Plaintiff and Her Husband Could Not Sue Plaintiff’s Employer for Assault and Battery and Sexual Harassment
Rose Fonrose Louis worked at a Burger King restaurant in the Monmouth Mall in Eatontown, N.J. On August 29, 2008, Louis was working in a walk-in freezer when an assistant manager, Hany Salib, followed her into the freezer and proceeded to touch her breast and buttocks through her clothes, kissing her neck, and attempting to insert his tongue into her mouth. While she was in the freezer, Emad Ghaitey, the manager of the restaurant, opened the door, looked at both employees, and then left. When the door had been briefly opened, Salib ceased touching Louis, but later in the same day, Salib again touched her and kissed her in the freezer.
Louis did not report either incident on the day the two incidents occurred. However, the following day, Louis’s husband called to complain about how his wife had been treated. Louis’s husband then came to the restaurant the following day to provide more details of the alleged assault. Burger King had a written policy prohibiting workplace harassment which all employees received. Ghaitey followed the policy and reported the allegations to the district manager, who conducted an investigation. Salib was suspended, then transferred to another store, and eventually terminated when he did not report to work. Louis ceased her employment with Burger King two weeks after the alleged assault.

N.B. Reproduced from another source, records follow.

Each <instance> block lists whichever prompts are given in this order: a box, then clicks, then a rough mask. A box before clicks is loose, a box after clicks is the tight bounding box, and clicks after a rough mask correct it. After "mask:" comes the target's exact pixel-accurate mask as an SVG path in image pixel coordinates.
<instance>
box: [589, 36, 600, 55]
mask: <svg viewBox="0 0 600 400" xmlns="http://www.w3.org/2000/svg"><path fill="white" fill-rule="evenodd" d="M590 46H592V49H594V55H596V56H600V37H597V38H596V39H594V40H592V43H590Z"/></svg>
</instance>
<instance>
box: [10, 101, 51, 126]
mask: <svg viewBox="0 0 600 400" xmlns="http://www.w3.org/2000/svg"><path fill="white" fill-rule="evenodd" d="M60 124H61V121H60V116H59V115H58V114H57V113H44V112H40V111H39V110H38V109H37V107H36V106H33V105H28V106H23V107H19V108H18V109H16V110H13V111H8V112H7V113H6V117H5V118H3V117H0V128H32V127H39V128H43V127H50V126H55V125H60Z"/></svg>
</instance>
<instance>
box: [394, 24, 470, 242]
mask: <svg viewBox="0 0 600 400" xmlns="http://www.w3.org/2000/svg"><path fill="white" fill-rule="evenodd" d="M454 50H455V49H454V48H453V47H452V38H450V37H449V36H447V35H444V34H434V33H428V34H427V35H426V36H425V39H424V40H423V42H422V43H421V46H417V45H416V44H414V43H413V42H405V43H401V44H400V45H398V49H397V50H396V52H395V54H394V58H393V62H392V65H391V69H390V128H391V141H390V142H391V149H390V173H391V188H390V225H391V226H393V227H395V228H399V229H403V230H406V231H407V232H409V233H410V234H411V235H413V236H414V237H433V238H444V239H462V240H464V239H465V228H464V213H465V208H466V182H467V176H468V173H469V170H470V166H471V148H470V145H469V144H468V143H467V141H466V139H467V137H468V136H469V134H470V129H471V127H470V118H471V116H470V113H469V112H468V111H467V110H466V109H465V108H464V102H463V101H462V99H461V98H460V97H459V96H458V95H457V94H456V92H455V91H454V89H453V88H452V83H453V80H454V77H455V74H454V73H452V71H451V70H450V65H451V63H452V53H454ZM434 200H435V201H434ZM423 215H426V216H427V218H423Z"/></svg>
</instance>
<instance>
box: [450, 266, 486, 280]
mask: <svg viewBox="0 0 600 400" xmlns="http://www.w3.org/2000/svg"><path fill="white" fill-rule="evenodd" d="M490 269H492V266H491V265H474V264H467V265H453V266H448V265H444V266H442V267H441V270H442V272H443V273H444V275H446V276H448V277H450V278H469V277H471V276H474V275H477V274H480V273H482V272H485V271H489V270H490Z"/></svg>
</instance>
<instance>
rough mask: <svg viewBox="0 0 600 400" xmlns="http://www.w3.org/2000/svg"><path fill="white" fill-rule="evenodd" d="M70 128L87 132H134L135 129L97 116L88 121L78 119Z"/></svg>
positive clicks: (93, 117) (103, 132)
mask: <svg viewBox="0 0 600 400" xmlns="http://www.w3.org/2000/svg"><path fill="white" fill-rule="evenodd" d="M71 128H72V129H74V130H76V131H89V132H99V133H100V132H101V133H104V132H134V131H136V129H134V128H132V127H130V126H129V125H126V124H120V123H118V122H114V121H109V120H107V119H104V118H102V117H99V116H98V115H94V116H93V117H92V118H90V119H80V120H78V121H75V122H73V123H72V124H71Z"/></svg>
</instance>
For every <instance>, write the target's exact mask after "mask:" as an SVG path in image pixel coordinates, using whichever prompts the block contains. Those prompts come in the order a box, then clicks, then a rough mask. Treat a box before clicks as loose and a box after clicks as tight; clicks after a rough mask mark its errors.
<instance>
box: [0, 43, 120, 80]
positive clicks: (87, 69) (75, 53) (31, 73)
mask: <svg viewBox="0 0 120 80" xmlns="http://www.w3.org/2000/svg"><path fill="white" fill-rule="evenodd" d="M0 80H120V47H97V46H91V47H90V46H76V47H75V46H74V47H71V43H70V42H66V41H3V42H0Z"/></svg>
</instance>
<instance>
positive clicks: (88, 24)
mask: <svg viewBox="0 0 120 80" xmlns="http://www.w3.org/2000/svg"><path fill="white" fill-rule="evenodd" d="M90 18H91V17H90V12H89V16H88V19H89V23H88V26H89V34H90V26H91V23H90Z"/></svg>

On September 10, 2008, Louis reported the two incidents to the local police, who arrested Salib and charged him with fourth-degree criminal sexual contact. Salib pled guilty to a down-graded charge of violating an ordinance.
In March 2009, Louis brought a workers’ compensation claim against QQR, (the restaurant owner), alleging workplace injuries and sexual assault. That case was settled for $7,500 on a Section 20 basis. Louis and her husband also brought a civil claim against Salib, Burger King Corporation, QQR, and Ghaitey. The claims against Burger King were dismissed and the claims against Salib were settled and dismissed.
The remaining defendants, QQR and Ghaitey, moved for summary judgment, arguing that the civil suit was barred by the exclusive remedy provision of the workers’ compensation act. The trial judge dismissed the suits, and Louis and her husband appealed. They relied on a 1988 federal case, Cremen v. Harrah’s Marina Hotel Casino, 680 F. Supp. 150 (D.N.J. 1988) where the court held that the civil suit survived the workers’ compensation bar. The Appellate Division in this case held that the facts in Cremen were distinguishable.
In Cremen, the employee lodged a verbal complaint against a supervisor employee who sexually assaulted her. . . She was assured by a Harrah’s employee in charge of investigating such allegations that the supervisor would be promptly dealt with. . . Harrah’s failed, however, to address the matter and the harassment continued. . . . When Harrah’s moved for summary judgment arguing that the Act barred the employee’s common-law claims, the district court denied summary judgment because Harrah’s was put on notice and failed to take action. . . As already pointed out, there are no facts showing that QQR or Ghaitey had any prior notice of Salib’s intentional actions, and when the complaint was brought to QQR’s attention, prompt action was taken and no further harassment occurred.
The Appellate Division held that this case was simply a matter of negligence. It felt that Ghaitey acted negligently in that he should have asked what was going on when he walked in to the freezer. To get past the workers ‘comp bar, Louis had to prove intentional conduct, but the court said that this sort of inaction cannot be equated with intentional harm. The court also held that QQR engaged in no conduct that could be deemed to be intentional. It acted consistent with its harassment policy once the claim was reported. Therefore, the workers’ compensation act barred the civil suit against both Ghaitey and QQR.
This case illustrates once again how strong New Jersey’s workers’ compensation bar remains. It is exceedingly difficult for a plaintiff to prove intentional harm. The case can be found at Rose Fonrose Louis and Fritzner Louis v. Burger King Corporation, et. al., (A-1000-14T2, App. Div. December 4, 2015).